Now I feel American in mind in many ways and I feel Mexican at heart. I feel very proud and very grateful for an education in the United States, and I am very grateful to be brought up in the different culture, a culture which is more sensitive and has more family values and is more open to other values.

My grandfather went to Argentina at the end of the nineteenth century for land and then he sent for his wife, who was only a fourteen-year-old girl, and my father was born in Argentina. But my grandfather had a quarrel with one of his brothers and shot him and thought he had killed him,
201
so he ran away to San Francisco and he stayed there for I don’t know how many years, and he came here to the valley as a merchant in about 1910. Once he had enough money, he sent for his family. My grandmother had had to wait for eighteen years. So my father came here at the age of twenty-five. He was an illiterate; he only spoke Arabic.

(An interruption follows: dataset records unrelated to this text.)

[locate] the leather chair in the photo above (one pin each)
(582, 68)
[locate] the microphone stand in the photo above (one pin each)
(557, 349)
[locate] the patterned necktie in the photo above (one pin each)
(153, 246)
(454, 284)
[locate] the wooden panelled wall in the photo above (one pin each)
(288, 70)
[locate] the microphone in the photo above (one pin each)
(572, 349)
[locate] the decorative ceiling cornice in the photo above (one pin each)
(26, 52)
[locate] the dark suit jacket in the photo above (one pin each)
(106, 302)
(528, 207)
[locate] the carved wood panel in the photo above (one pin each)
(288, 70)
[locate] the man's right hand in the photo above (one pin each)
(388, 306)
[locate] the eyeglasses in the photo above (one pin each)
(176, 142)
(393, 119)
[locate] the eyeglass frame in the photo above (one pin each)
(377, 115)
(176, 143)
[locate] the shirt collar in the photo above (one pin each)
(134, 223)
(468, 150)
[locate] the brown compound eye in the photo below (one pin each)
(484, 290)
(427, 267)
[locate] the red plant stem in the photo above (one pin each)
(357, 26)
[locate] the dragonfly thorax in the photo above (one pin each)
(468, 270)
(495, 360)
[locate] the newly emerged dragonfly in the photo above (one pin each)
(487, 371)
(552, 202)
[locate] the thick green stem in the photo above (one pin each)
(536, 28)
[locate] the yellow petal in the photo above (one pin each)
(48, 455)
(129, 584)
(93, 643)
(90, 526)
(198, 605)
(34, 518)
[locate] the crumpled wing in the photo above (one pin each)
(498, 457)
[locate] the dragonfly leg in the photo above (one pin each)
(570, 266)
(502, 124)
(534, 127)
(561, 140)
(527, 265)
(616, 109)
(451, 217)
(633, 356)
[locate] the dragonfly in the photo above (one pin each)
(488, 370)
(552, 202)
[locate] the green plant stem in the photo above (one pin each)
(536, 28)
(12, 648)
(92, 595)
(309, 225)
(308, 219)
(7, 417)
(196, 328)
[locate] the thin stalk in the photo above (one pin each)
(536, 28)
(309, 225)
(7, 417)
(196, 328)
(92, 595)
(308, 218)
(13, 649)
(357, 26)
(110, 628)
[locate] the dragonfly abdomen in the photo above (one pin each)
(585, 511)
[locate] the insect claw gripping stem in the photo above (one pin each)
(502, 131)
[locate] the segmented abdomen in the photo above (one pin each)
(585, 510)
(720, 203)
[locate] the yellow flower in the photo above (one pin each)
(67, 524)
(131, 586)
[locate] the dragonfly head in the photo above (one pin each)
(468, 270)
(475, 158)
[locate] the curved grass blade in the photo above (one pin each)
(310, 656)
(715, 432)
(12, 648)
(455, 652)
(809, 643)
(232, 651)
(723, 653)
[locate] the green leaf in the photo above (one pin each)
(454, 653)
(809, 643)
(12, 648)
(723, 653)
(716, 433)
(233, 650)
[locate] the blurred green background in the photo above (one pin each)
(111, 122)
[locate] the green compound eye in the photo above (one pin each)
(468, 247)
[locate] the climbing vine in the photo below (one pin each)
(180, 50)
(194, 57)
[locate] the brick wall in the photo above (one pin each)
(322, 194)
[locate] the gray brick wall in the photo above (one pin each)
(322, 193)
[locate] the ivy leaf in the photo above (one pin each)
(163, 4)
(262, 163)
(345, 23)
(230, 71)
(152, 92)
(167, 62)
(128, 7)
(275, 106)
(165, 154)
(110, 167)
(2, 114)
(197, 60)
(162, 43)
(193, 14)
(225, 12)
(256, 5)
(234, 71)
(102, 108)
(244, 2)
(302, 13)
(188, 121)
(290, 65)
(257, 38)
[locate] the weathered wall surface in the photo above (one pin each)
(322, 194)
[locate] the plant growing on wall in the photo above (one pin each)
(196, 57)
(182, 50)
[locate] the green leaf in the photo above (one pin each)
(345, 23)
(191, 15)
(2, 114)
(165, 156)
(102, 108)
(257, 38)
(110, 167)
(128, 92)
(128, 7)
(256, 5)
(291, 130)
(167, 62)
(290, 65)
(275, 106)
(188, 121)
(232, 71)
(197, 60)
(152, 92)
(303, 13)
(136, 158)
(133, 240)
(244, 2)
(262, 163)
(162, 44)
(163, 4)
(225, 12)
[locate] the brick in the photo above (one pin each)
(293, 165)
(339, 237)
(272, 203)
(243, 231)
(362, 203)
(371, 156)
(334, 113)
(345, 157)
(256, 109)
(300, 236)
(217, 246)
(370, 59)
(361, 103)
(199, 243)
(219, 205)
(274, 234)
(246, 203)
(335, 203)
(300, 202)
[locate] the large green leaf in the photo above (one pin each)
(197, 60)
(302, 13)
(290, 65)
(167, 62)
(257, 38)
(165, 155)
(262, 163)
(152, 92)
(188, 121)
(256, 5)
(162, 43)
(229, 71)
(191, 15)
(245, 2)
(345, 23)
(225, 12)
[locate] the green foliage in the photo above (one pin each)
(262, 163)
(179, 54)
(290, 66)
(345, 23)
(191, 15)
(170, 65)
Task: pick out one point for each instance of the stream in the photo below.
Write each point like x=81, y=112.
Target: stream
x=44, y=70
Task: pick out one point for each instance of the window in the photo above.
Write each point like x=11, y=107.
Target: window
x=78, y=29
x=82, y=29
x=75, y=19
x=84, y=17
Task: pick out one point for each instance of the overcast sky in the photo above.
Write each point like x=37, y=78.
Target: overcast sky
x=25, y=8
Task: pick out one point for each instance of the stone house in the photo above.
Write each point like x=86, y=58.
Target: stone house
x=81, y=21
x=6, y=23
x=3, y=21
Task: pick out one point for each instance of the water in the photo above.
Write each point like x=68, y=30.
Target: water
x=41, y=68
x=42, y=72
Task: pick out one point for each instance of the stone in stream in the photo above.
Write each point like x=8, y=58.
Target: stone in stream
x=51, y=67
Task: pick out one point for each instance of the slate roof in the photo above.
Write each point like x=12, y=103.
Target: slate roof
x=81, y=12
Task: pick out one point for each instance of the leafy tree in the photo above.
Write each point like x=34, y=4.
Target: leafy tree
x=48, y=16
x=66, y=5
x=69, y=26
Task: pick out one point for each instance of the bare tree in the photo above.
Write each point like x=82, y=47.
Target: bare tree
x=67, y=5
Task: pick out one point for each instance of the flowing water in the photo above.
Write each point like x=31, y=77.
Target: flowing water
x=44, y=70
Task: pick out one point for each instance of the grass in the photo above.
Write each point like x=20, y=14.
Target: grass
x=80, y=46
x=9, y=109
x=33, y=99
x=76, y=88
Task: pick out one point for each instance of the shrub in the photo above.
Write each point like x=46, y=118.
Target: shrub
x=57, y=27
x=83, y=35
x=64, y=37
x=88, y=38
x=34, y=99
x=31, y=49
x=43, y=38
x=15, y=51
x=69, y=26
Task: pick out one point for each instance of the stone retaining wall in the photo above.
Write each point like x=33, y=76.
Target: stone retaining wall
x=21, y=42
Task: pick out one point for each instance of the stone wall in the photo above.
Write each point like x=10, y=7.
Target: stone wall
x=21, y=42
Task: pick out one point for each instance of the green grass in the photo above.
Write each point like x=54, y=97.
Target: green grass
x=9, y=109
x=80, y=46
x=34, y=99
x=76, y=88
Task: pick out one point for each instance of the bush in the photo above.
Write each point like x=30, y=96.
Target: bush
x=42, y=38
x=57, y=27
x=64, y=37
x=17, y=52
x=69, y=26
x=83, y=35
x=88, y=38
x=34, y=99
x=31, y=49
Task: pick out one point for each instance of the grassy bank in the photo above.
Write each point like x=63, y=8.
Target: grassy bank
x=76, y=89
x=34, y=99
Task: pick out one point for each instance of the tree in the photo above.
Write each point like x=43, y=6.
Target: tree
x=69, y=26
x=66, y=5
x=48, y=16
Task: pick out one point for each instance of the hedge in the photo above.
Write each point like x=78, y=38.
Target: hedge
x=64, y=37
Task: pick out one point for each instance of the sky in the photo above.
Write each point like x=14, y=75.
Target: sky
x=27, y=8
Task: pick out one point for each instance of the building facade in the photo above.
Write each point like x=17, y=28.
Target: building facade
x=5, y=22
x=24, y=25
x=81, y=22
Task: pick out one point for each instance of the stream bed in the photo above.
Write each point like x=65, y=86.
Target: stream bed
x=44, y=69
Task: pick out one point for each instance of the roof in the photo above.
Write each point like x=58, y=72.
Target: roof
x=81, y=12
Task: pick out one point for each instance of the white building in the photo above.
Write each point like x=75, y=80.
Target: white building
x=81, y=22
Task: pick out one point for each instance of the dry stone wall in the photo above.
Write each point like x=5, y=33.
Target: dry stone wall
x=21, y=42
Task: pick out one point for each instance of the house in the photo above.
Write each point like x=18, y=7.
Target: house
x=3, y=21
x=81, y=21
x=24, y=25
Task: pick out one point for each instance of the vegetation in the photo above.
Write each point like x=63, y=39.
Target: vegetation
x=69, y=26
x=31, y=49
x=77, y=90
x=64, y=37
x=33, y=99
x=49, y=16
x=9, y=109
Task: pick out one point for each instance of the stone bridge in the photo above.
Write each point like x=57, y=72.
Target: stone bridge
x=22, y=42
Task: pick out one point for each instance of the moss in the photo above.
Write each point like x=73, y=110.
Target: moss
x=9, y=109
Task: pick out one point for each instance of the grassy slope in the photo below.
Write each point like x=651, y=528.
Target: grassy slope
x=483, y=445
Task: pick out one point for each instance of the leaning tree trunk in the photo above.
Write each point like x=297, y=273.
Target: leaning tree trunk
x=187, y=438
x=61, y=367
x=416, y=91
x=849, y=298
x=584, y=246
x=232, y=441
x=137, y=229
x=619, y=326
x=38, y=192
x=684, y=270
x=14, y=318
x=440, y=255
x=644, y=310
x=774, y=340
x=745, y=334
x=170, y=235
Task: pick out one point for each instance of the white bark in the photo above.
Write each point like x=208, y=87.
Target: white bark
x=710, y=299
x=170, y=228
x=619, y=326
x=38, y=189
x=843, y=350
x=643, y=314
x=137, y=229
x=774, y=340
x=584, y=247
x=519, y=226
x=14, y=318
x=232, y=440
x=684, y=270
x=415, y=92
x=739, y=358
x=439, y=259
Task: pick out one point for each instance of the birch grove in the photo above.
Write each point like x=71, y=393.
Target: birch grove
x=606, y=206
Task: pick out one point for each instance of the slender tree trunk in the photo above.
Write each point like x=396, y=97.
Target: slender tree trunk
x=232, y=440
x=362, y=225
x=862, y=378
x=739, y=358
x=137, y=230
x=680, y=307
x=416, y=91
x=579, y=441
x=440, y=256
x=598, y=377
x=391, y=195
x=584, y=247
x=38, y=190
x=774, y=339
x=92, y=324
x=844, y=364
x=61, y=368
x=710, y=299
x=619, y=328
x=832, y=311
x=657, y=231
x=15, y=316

This must have been in 1925 or ’26. He helped out in the store and then he inherited it, he and his brother. My father and my uncle, they both became landowners, merchants. They had their stores right here in the center of town. They became landowners, for commercial use, right here between First and Second streets.

I retired two years ago. I just live off the rents off what our father made, coming in here. A total illiterate! It took him time to become a resident, a citizen. But he did it.

My grandfather must have passed away in about 1935. My Dad, he missed of course his tradition, and what was more similar than the American culture was the Mexican culture, so he would cross the culture and come to Mexicali, just for those social events, and that was how he met my Mom. He was going to marry his first cousin, but instead his brother fell into the trap!